Marcel Winatschek

The West According to Nicholas Gazin

Nicholas Gazin is a painter and illustrator from New York—dense, chaotic work, the kind that looks like it was made by someone who thrives on insufficient sleep. When I asked him what his all-time favorite video game was, he mapped the whole arc of his relationship with the medium before getting to the answer.

It starts with Super Mario Bros. 3. The bright colors, the friendly villains, the specific visual grammar Nintendo built that nothing has ever quite replaced. The bright colors and friendly villains of the Mario world have never stopped making me happy, he said, and that’s not nostalgia talking—that’s something structural. When he was twelve and depressed, he convinced his mother to repaint his bedroom the exact blue of the sky in Super Mario 64. That’s devotion, not nostalgia. Later he fell for Mario Kart for the opposite reason—not immersion but efficiency, the social game that didn’t demand your entire life in exchange for a few hours.

But the answer, the actual favorite, is Red Dead Redemption. He talks about it the way people talk about books that rewired them. It’s set in 1911, the American West grinding to a close as civilization pushes in from every direction, and Rockstar built that feeling of endings into every inch of it.

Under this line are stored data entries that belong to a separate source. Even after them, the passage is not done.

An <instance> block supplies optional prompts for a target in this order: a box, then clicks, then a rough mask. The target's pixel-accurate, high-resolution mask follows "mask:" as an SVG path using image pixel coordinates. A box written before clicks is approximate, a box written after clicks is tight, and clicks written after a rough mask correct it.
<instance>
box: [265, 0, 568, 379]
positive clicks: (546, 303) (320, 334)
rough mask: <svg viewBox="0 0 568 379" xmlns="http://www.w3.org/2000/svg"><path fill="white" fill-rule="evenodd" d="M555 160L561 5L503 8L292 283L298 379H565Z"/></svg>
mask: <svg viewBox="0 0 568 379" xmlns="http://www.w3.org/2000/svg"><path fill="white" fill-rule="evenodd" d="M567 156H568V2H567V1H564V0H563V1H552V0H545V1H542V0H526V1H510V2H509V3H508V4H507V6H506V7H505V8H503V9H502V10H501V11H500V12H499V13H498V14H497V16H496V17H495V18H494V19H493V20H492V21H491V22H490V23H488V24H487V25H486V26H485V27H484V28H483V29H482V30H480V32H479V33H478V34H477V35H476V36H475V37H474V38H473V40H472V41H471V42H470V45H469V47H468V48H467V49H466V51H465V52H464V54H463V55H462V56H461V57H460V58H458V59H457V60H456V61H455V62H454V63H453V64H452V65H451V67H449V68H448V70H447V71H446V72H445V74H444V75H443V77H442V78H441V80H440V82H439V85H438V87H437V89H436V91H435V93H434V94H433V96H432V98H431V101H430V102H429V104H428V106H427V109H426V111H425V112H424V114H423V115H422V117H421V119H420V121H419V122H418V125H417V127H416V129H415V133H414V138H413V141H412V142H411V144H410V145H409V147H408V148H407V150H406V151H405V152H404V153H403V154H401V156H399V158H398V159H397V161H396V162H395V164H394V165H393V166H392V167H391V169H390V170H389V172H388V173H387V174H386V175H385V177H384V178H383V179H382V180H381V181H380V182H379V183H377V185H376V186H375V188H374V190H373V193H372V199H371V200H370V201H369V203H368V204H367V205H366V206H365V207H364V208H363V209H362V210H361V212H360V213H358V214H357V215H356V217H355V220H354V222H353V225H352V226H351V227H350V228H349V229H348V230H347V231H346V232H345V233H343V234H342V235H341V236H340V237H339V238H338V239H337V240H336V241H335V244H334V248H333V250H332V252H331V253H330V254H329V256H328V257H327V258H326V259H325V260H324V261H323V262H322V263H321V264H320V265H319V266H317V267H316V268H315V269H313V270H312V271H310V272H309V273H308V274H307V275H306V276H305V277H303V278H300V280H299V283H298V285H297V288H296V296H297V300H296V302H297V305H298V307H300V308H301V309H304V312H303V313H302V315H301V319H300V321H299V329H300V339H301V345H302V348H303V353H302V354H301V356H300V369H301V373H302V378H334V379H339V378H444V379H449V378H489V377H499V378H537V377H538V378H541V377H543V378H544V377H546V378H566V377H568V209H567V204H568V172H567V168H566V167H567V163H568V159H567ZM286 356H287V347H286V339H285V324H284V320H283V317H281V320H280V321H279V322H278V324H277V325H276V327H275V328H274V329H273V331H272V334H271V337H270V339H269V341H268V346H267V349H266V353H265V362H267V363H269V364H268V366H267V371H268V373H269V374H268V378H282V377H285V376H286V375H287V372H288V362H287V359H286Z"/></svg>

The game is easier than their earlier work, which turns out to be a gift: the story moves at a good pace, the characters get room to breathe, and you actually come to care about the people you’re riding alongside. Every one of them is sympathetic, written and performed at a level that simply hadn’t existed in games before. I’ve never seen writing or acting of this caliber in previous video games, Gazin said—he loved Niko Belic in Grand Theft Auto IV but found everyone around him irritating. Here the whole world holds.

And beyond the story, it simply feels right to play. Riding across the plains on horseback feels, he says, authentically like being somewhere real. You can hunt animals, find buried treasure, help strangers who may or may not deserve it, take it online and lose yourself among other players doing the same. The game keeps circling themes of good and evil, freedom of choice, and as the title suggests, redemption—and none of it feels tacked on because the gameplay earns every word of it. I want to play it right now, he said at the end. That’s the best thing you can say about anything.